Longe de ser pop, o agronegócio ainda é um tabu

Sem comunicação não há imagem, sim, é isto mesmo! Só é possível construir a imagem de uma instituição se houver uma estrutura de comunicação empenhada em mostrar os valores e feitos da organização. É impossível que se tenha bons olhares para algo que é atacado noite e dia por grupos altamente financiados e bem articulados politicamente. O agro falha em não rebater no mesmo nível os ambientalistas críticos do setor, principalmente.

(foto: reprodução/Globo)

Longe de ser pop, o que paira sobre o agronegócio brasileiro é a desconfiança e, principalmente, o preconceito com o setor. Informações infundadas, cercadas de meros ideologismos e, financiadas, muitas vez por terceiros, são de fato as que mais atingem a população e causam uma ignorância generalizada.


Mesmo sendo responsável por aproximadamente ¼ do Produto Interno Bruto (PIB), os produtores rurais são vistos diariamente como latifundiários, desmatadores e, até mesmo, inimigos dos povos indígenas Ao que é totalmente fora de contexto e deslocado da realidade. Claro, não levamos vendas aos olhos e dizemos “não há nada de errado” , há, sim, como qualquer outro setor, problemas.


Em tempos de era digital em que todos têm acesso ao que quiser e algumas pessoas influenciam milhares de outras, é necessário que se faça alguns questionamentos: qual informação viraliza e chega ao conhecimento dos consumidores? A dos famosos (com pouco ou nada de conhecimento técnico) ou de pessoas especializadas que entende a raiz, o setor? É nesse questionamento que o agro se perde, estabeleceu-se uma cultura de que quem conta a história do agronegócio são os seus desafetos.


Mas por que um setor altamente produtivo e lucrativo, que garante comida para todos e barata, diga-se de passagem, ainda enfrenta uma onda tão grande de revanchismo?

Embora o agro seja, de fato, tech, ainda precisa avançar em algumas práticas e processos, e o principal: ainda falta uma boa comunicação. Nas últimas décadas, o Brasil, tem sido o país que mais se destacou no que diz respeito à produção de grãos e proteínas animais: somos exportadores para os maiores mercados mundiais, abastecendo múltiplos continentes e, claro, garantindo comida de qualidade internamente. Mas o setor deixa passar as oportunidades que tem para comunicar os seus feitos aos consumidores.


Nas últimas décadas, a agropecuária disparou, conseguimos aumentar a produtividade por hectares, aplicação dos modelos de indústria 4.0 que contribuiu, inclusive, para a sustentabilidade da atividade, mas o setor simplesmente se esqueceu de mostrar isso à sociedade. A história do agronegócio brasileiro, no fim das contas, acaba sendo contada por seus detratores, como dito anteriormente.

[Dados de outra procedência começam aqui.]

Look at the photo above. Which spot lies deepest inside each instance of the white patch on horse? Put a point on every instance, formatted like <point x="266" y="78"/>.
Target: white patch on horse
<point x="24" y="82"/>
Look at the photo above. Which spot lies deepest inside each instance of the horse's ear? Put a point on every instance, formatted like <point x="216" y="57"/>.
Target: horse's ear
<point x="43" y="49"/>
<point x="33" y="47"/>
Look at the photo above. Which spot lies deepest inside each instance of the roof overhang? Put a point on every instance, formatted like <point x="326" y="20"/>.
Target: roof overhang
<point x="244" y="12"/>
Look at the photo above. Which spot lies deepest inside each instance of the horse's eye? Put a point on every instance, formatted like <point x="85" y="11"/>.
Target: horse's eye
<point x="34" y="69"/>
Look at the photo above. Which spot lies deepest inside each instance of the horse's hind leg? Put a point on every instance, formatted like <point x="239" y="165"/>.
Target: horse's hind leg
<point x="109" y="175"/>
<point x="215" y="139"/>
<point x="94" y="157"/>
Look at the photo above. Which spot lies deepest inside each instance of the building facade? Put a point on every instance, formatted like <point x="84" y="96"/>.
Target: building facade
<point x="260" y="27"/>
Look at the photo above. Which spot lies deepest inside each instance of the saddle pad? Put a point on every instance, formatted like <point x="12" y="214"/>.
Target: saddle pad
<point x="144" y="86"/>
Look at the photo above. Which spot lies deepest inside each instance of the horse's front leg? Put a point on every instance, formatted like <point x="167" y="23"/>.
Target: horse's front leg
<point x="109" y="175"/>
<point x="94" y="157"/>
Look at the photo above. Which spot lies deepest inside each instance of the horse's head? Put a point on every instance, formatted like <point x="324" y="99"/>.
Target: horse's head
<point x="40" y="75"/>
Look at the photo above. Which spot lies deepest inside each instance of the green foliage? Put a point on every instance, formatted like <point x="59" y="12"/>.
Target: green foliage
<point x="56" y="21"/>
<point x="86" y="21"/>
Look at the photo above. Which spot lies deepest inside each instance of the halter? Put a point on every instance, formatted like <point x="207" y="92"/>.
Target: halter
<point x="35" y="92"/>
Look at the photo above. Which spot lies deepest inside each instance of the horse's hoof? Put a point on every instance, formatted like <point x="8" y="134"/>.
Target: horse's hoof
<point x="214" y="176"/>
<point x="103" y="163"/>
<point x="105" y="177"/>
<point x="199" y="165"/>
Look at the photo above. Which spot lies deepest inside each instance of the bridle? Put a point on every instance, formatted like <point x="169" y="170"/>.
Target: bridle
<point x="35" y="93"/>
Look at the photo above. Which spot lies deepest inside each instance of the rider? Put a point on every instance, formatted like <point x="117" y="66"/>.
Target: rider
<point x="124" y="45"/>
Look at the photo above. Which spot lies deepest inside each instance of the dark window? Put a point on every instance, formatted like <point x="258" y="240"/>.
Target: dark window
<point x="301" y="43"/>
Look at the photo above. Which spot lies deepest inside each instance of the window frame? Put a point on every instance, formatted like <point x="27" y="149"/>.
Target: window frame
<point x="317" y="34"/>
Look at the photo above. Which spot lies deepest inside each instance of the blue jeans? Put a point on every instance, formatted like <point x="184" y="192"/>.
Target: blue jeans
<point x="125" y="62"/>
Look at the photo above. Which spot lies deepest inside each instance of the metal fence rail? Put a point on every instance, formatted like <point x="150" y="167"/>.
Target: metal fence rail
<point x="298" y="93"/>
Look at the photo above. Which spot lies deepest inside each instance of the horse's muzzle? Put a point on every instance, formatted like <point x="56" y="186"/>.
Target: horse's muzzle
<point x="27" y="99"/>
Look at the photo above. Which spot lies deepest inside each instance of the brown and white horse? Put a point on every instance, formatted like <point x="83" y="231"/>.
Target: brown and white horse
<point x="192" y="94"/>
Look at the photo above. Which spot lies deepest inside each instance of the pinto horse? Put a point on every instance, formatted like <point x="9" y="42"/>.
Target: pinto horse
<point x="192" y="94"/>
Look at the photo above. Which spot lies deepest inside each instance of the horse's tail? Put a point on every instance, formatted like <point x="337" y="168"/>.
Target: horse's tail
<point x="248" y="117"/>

Uma pesquisa realizada pela ABERJE (Associação Brasileira de Comunicação Empresarial) em conjunto com a ABAG (Associação Brasileira do Agronegócio), denominada “A comunicação do agronegócio no Brasil”, revela que somente 28% das empresas do setor tem uma comunicação estruturada em nível de diretoria ou vice-presidência.

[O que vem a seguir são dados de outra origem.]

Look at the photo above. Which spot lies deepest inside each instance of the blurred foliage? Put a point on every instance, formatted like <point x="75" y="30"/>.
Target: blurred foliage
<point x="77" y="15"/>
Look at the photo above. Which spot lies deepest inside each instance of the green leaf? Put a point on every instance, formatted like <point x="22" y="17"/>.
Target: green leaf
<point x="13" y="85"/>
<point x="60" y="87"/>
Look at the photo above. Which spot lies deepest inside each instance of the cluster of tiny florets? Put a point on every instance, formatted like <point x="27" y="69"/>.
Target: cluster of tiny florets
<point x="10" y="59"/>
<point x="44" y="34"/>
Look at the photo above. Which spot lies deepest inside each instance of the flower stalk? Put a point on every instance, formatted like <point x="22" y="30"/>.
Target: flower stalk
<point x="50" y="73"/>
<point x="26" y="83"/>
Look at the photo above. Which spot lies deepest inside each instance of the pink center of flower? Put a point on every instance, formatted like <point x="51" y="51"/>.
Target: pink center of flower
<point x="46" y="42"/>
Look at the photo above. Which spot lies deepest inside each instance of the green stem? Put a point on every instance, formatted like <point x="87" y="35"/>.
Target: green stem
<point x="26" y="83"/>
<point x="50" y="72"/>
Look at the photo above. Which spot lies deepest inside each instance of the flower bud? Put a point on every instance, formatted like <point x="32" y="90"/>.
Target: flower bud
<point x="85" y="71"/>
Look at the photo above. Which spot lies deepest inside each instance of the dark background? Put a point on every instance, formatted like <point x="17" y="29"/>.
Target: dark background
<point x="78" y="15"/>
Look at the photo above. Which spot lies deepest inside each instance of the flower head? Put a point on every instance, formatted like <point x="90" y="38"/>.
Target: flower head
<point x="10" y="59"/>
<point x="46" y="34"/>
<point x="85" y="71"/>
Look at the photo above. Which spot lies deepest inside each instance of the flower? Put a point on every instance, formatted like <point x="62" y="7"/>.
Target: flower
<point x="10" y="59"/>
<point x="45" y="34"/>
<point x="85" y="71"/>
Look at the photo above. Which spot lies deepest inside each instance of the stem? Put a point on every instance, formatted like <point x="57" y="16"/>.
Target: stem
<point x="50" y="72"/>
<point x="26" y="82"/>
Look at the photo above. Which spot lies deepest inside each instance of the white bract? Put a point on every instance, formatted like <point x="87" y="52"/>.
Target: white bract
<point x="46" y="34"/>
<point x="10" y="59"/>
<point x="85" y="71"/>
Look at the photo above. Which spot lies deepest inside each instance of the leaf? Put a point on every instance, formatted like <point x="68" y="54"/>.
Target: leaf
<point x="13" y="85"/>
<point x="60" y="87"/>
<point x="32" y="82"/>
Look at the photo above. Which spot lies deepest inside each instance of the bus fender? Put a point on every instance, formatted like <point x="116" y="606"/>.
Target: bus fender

A pesquisa revela, ainda, que dos 60 maiores grupos do agro do país, 10% não têm qualquer estrutura de comunicação. Vale ressaltar que este grupo junto tem faturamento de aproximadamente cerca de R$ 800 bilhões.


Sabemos que a imagem é a percepção que pessoas têm acerca de um produto, serviço, organização ou marca. A imagem é o que efetivamente aparece para o público, e é como este percebe aquilo que é retratado por ela. A imagem de uma organização, produto ou serviço pode ser resumida dentro de muitos adjetivos positivos, como “jovem”, “ágil”, “amigável”, etc, mas também o verso da moeda é válido, com adjetivos negativos, como “corrupta”, “desmatadora”, “poluidora” e outros.


Ter uma comunicação estruturada é o principal pilar para a manutenção e criação da imagem de um negócio. “Informações que não circulam não são informações, são apenas recordações. São como fotos antigas que guardamos em nossa gavetas” - Alfredo Martini .


Guilherme Barros

Integrante da Metapolítica, graduando em Gestão de Agronegócios pela Universidade de Brasília (UnB).